By Elijah Wald © 1996

Gerhard Finkenbeiner was visiting Paris when he saw his first glass harmonica. It was in a museum, exhibited as a curiosity from the 18th century, and the label said little more than that it had been invented by Benjamin Franklin and was favored by Mozart. As a glass blower, Finkenbeiner was fascinated by its gleaming row of crystal bowls and set out to get more information. "I got a book which explained all the hocus-pocus about it, the stories about it having supernatural powers," Finkenbeiner says. "And I said, 'One day I'm going to make one, as soon as I have the time and the glass.' "

Forty years after that first encounter, Finkenbeiner is adding a chapter to the odd saga of Franklin's instrument.
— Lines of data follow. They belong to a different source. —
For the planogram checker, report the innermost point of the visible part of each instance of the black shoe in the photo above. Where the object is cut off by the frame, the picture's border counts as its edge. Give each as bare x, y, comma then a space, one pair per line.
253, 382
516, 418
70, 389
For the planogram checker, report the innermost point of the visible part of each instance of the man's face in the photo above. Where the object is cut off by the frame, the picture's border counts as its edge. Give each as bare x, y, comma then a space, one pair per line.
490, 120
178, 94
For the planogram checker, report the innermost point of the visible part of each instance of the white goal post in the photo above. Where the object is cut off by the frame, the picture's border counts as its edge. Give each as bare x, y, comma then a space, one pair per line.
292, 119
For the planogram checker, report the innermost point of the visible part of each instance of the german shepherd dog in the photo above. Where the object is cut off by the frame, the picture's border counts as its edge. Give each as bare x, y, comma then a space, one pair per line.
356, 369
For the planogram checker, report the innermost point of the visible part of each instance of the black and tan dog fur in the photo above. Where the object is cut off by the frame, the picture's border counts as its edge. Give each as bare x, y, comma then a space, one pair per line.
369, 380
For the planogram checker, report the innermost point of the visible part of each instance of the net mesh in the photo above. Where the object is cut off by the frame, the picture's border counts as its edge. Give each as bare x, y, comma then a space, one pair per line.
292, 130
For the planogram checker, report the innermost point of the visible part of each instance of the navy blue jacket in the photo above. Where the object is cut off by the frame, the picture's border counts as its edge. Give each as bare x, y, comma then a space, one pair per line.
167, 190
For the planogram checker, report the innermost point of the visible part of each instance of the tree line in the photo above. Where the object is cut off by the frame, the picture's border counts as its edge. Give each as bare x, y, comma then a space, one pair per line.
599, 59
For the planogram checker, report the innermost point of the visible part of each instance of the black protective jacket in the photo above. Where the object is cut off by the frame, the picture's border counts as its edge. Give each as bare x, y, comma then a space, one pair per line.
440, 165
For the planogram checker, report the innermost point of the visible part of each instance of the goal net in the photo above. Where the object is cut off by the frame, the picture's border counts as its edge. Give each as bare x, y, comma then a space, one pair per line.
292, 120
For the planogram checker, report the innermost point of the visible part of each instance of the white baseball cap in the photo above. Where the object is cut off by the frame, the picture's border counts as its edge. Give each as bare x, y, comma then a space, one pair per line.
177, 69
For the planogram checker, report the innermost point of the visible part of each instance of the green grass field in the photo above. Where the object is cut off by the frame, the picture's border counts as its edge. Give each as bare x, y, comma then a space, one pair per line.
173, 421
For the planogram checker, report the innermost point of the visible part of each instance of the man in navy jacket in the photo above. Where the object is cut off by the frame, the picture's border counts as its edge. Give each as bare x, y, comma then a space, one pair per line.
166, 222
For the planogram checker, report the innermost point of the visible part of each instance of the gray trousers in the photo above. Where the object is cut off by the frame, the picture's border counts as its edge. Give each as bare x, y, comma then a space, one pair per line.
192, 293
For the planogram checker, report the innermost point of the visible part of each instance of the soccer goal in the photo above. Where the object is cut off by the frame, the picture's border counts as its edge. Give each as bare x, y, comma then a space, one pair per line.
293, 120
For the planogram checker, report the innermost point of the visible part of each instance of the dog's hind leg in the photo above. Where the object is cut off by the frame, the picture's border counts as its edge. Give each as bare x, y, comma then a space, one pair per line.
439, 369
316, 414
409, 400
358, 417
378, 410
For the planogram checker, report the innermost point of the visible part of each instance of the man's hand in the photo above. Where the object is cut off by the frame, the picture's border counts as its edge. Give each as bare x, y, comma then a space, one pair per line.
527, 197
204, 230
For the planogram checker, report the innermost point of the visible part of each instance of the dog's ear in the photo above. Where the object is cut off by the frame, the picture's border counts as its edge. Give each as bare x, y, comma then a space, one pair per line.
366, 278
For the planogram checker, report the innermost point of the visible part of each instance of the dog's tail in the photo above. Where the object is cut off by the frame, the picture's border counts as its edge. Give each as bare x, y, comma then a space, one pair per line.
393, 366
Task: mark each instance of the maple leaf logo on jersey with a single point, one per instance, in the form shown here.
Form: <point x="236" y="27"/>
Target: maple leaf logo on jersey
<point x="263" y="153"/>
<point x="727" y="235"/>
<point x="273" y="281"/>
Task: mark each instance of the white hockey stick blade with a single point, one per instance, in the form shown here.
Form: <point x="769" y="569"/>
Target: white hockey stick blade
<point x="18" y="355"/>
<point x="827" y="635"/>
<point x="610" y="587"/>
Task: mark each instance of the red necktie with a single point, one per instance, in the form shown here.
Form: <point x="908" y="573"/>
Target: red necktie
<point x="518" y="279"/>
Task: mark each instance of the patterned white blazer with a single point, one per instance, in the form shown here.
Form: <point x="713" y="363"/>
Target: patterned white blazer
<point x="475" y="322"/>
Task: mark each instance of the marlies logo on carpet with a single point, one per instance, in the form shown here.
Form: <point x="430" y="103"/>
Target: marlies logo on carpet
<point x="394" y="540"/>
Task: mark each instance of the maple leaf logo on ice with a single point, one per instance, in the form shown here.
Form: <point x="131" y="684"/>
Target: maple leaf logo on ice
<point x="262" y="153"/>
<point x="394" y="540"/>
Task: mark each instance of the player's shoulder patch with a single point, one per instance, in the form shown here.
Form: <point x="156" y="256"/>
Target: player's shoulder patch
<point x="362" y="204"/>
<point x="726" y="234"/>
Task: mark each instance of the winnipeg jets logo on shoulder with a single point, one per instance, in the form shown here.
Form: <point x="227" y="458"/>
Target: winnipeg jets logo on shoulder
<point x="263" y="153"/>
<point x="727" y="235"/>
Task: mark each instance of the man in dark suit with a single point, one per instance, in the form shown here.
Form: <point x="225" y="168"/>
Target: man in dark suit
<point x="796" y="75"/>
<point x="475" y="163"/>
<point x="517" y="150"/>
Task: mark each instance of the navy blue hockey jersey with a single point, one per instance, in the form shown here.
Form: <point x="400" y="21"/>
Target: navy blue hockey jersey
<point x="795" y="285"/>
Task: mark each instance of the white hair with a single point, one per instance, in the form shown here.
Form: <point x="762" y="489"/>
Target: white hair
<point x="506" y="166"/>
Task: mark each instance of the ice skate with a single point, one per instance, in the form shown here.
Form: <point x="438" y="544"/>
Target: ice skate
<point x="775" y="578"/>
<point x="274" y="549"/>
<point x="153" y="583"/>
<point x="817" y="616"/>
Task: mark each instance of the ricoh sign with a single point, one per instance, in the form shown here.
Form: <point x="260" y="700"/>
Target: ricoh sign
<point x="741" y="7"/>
Over the last decade, he has established his Waltham glass factory as the world's foremost source for the glass harmonica, or "armonica," as it was originally called. His instruments have been played on recordings and at venues ranging from Cambridge street corners to the stage of the Metropolitan Opera, and his ads on WCRB-FM have made his name familiar to local classical-music listeners. Inspired by his example, other harmonica makers have sprung up in both the United States and Europe, but he remains the only person producing the instruments on a regular basis.

Finkenbeiner rises from behind his desk to welcome a visitor to his factory, which specializes in glass for scientific and technical uses. To his left hangs a portrait of Franklin, with a note tucked in the edge of its frame praising the excellence of Finkenbeiner's instruments, signed in a decent imitation of Franklin's hand. The office walls are adorned with a haphazard mix of patent certificates, commendatory plaques, and pictures of harmonica players with their instruments -- so many that the area over the desk is beginning to look like an impromptu collage.

Finkenbeiner leans forward, talking quickly and enthusiastically, occasionally pausing to sketch a rough diagram. His accent and much of his syntax recall his German background and, with his bright eyes and perplexed, nervous energy, give him the air of a cheerfully eccentric inventor from a children's film.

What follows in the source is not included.